In this program, we examine the entire harvest operation, from digger to storage. We look at harvesting conditions, drops, chain speeds, and operation of equipment which leads to bruising. We provide a harvester profile which tracks harvester chain speeds and percent-bruising along each step of the harvester, and we provide recommendations for changes in chain speeds and harvest operations to decrease bruising if needed. We also track daily percent-bruise by variety, field, harvester, truck, storage bin, etc.
In evaluating tuber damage, we look at internal black spot bruising, shatter bruising, and skinning. A black spot bruise is defined as cell wall damage which occurs due to an impact. Shatter bruising is defined as a crack or shatter in the tuber flesh due to an impact.

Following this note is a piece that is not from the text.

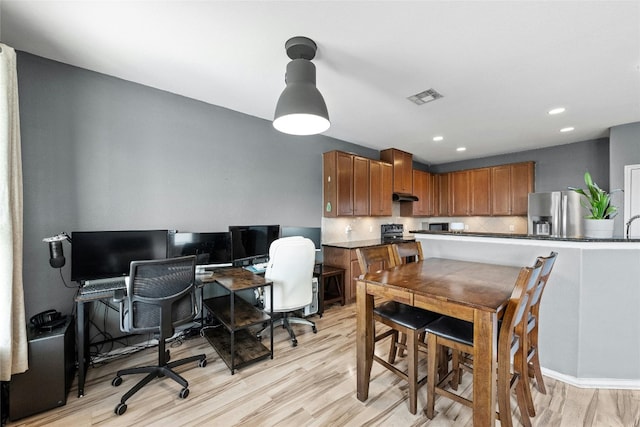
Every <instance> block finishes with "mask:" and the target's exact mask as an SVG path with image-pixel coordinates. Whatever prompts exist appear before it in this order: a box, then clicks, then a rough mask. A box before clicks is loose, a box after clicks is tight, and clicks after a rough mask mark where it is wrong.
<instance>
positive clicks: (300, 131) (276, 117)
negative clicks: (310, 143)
mask: <svg viewBox="0 0 640 427" xmlns="http://www.w3.org/2000/svg"><path fill="white" fill-rule="evenodd" d="M285 47H286V49H287V54H288V55H289V57H290V58H291V59H292V61H291V62H289V64H287V74H286V76H285V82H286V84H287V87H286V88H285V89H284V91H283V92H282V94H281V95H280V99H278V104H277V105H276V112H275V116H274V120H273V127H274V128H276V129H277V130H279V131H280V132H283V133H288V134H291V135H315V134H318V133H322V132H324V131H326V130H327V129H329V126H330V122H329V113H328V111H327V105H326V103H325V102H324V98H323V97H322V95H321V94H320V91H318V89H317V88H316V67H315V65H313V63H312V62H311V61H310V60H311V59H313V57H314V56H315V51H316V44H315V43H314V42H313V41H312V40H310V39H308V38H306V37H294V38H292V39H289V40H288V41H287V43H286V44H285Z"/></svg>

For the evaluation of internal black spot bruising, a 30-pound sample of potatoes is incubated for 24 hours at 90 degrees Fahrenheit, speeding up the aging process of the tuber and making the internal bruises visible. The sample is then peeled and sorted into bruised and unbruised sub-samples and weighed. This provides a percentage of bruised and bruise-free potatoes for each sample. This method tracks harvest performance through the season.